2. You can get the ball rolling today.
You can sign up for a Marketplace account now so you’ll be ready to go on October 1, 2013, when enrollment opens. You can also sign up for alerts about your state to stay informed as the enrollment period approaches.
If you’re planning to buy insurance through the Marketplace, now would also be a good time to look at this handy checklist of everything you’ll need in order to apply and make sure you’re ready with all the items on the list. The enrollment period lasts from October 1, 2013, until March 31, 2014, and plans purchased through the Marketplace may provide coverage as soon as January 1, 2014.
3. You don’t have to go it alone.
The Health Insurance Marketplace itself provides loads of useful information to help you through the process of getting health insurance. They offer a 24/7 hotline at 1-800-318-2596 (TTY: 1-855-889-4325) and a live chat option on their website, also staffed 24/7. All of their resources are also available in Spanish and they offer some resources (including their free hotline) in other languages as well.

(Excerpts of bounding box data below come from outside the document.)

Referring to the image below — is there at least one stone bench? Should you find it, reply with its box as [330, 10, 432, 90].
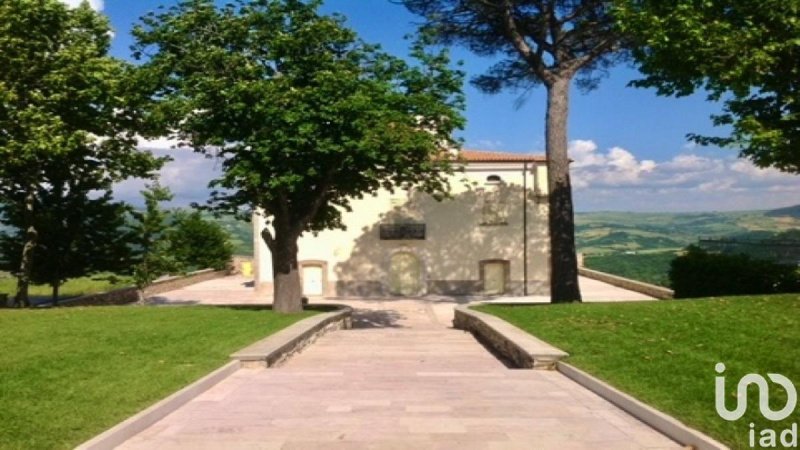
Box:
[453, 306, 569, 370]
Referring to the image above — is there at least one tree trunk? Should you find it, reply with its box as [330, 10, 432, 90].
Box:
[51, 280, 61, 306]
[14, 186, 39, 308]
[546, 77, 581, 303]
[270, 230, 303, 313]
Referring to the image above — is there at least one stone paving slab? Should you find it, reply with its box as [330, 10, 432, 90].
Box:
[121, 300, 680, 450]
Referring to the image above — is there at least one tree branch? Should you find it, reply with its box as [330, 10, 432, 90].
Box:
[503, 0, 550, 80]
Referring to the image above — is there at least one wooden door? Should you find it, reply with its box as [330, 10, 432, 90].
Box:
[389, 253, 420, 296]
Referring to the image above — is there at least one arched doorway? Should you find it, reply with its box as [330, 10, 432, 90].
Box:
[300, 261, 328, 297]
[480, 259, 510, 295]
[389, 252, 422, 296]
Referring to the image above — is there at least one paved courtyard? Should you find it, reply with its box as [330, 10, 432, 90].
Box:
[122, 278, 680, 450]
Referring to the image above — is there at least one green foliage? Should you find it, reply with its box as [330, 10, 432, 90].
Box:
[478, 294, 800, 449]
[584, 252, 676, 287]
[616, 0, 800, 173]
[669, 245, 800, 298]
[401, 0, 620, 93]
[134, 0, 463, 306]
[0, 0, 162, 304]
[167, 211, 233, 270]
[0, 184, 130, 301]
[131, 181, 183, 290]
[0, 307, 315, 450]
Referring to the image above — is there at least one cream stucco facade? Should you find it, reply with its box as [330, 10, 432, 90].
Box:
[253, 151, 549, 297]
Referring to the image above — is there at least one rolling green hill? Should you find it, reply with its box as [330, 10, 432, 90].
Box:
[575, 205, 800, 254]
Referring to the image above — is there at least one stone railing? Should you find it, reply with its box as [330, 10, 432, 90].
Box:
[578, 267, 675, 300]
[59, 269, 228, 306]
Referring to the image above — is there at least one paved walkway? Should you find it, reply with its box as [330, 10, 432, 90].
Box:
[122, 280, 680, 450]
[145, 276, 655, 306]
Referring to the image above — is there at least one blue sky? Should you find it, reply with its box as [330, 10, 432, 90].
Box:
[72, 0, 800, 211]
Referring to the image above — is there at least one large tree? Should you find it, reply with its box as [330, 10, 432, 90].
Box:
[398, 0, 620, 303]
[134, 0, 462, 312]
[616, 0, 800, 173]
[0, 185, 131, 304]
[0, 0, 160, 306]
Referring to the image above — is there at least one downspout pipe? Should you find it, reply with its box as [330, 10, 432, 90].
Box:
[522, 161, 528, 297]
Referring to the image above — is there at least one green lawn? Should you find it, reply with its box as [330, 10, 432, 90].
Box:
[0, 273, 133, 299]
[477, 294, 800, 448]
[0, 307, 315, 449]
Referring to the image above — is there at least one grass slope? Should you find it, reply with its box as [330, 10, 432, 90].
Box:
[0, 273, 133, 299]
[584, 252, 677, 287]
[0, 307, 314, 449]
[477, 295, 800, 448]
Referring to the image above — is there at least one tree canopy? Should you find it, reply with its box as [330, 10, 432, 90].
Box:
[615, 0, 800, 173]
[134, 0, 463, 312]
[0, 0, 161, 305]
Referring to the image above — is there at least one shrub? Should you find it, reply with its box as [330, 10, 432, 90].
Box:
[669, 245, 800, 298]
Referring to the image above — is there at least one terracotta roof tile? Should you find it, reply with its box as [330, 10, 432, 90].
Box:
[460, 149, 547, 163]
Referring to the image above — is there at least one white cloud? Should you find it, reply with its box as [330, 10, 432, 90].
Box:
[61, 0, 105, 11]
[569, 140, 657, 188]
[570, 140, 800, 211]
[114, 146, 221, 206]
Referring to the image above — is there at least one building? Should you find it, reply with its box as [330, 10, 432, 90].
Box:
[253, 150, 549, 297]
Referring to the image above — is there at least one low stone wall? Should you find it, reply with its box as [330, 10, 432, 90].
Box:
[231, 305, 353, 368]
[453, 305, 569, 370]
[578, 267, 675, 300]
[59, 269, 228, 306]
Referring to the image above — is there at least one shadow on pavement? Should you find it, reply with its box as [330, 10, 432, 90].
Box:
[353, 309, 405, 330]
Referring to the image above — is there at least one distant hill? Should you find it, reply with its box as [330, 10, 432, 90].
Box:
[575, 205, 800, 254]
[766, 205, 800, 219]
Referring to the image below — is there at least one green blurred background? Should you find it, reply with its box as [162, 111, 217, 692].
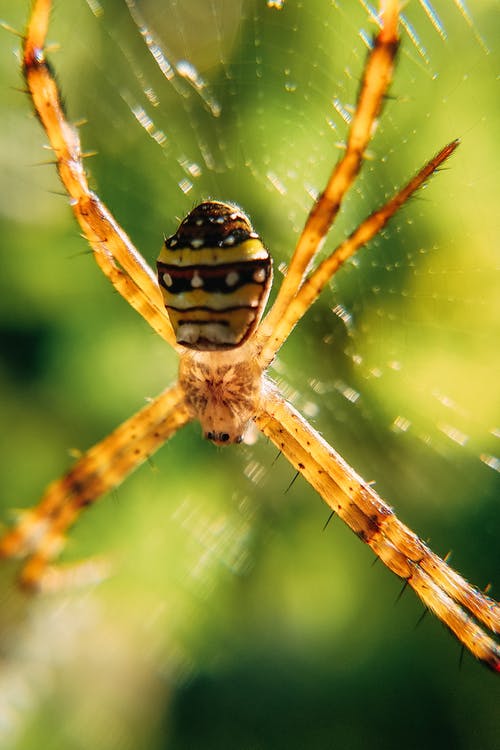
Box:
[0, 0, 500, 750]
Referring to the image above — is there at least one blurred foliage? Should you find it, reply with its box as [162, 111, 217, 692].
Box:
[0, 0, 500, 750]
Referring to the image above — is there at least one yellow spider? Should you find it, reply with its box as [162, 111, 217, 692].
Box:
[0, 0, 500, 671]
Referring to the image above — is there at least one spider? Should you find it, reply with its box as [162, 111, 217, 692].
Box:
[0, 0, 500, 671]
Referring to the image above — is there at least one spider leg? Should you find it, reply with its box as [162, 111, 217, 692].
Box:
[255, 390, 500, 671]
[259, 140, 459, 367]
[0, 384, 191, 589]
[23, 0, 179, 349]
[260, 0, 399, 344]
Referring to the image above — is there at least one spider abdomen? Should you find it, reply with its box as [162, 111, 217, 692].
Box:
[156, 201, 272, 350]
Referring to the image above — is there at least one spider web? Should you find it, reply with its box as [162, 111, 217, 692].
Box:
[0, 0, 500, 748]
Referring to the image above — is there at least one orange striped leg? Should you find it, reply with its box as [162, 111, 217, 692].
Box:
[261, 0, 399, 336]
[255, 391, 500, 672]
[23, 0, 178, 349]
[0, 385, 191, 589]
[257, 140, 459, 368]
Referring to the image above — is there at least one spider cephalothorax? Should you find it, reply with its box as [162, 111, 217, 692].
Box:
[0, 0, 500, 671]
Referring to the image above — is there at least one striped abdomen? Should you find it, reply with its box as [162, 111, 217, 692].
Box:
[156, 201, 272, 350]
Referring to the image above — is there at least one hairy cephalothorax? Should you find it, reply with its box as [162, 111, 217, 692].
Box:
[179, 345, 264, 445]
[0, 0, 500, 671]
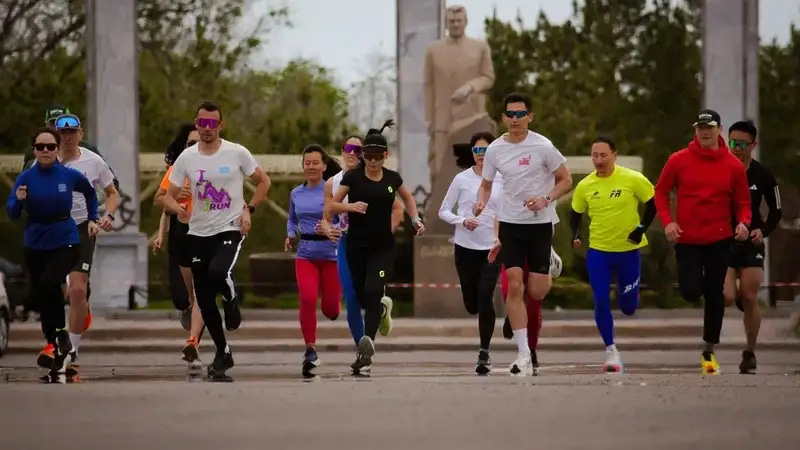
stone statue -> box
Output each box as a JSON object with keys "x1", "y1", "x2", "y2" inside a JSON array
[{"x1": 424, "y1": 5, "x2": 494, "y2": 185}]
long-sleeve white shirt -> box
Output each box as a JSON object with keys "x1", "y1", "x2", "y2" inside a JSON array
[{"x1": 439, "y1": 167, "x2": 503, "y2": 250}]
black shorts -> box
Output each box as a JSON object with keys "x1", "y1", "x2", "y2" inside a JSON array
[
  {"x1": 167, "y1": 216, "x2": 192, "y2": 267},
  {"x1": 70, "y1": 220, "x2": 95, "y2": 274},
  {"x1": 728, "y1": 240, "x2": 764, "y2": 270},
  {"x1": 498, "y1": 222, "x2": 553, "y2": 275}
]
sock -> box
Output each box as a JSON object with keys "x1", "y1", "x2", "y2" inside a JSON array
[
  {"x1": 514, "y1": 328, "x2": 530, "y2": 353},
  {"x1": 69, "y1": 333, "x2": 81, "y2": 353}
]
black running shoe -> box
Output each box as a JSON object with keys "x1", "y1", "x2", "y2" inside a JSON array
[
  {"x1": 222, "y1": 297, "x2": 242, "y2": 331},
  {"x1": 208, "y1": 350, "x2": 233, "y2": 382},
  {"x1": 303, "y1": 348, "x2": 320, "y2": 378},
  {"x1": 475, "y1": 349, "x2": 492, "y2": 375},
  {"x1": 739, "y1": 350, "x2": 757, "y2": 374},
  {"x1": 503, "y1": 316, "x2": 514, "y2": 340}
]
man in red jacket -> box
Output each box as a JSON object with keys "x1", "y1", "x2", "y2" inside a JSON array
[{"x1": 655, "y1": 109, "x2": 751, "y2": 375}]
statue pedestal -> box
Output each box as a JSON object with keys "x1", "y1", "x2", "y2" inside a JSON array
[{"x1": 90, "y1": 231, "x2": 148, "y2": 311}]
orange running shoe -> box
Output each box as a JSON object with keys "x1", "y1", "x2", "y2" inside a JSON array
[{"x1": 36, "y1": 343, "x2": 56, "y2": 369}]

The U.S. Department of Health and Human Services (HHS) has awarded grants to organizations to help people navigate the new Marketplace. You can also go to your local public library to get information about how to buy insurance through the Marketplace.
National groups like Enroll America and the Young Invincibles are great sources of information as well. Even pharmacy chains like Walgreens and CVS are doing their part to make sure their customers know about the opportunity to get insured through the Marketplace.
What’s this about a penalty if I don’t sign up?
There is a penalty for folks who choose not to get insurance, unless they can show that they can’t afford coverage. According to healthcare.gov, the fee in 2014 is 1% of your yearly income or $95 per person for the year, whichever is higher. It’ll increase every year so that by 2016, the fee will be $695 per person or 2.5% of yearly income.
The choice between paying a fee and not having coverage when you need it versus paying for health insurance that covers birth control and lots more seems pretty clear. (And if money’s an issue, birth control coverage alone may be reason enough to spring for insurance since pregnancy is expensive.) But we know making the decision to get covered is just the first step. So if you’re planning to get insured through the Marketplace, let us know how it goes! We want to hear your stories and help make the process easier if we can.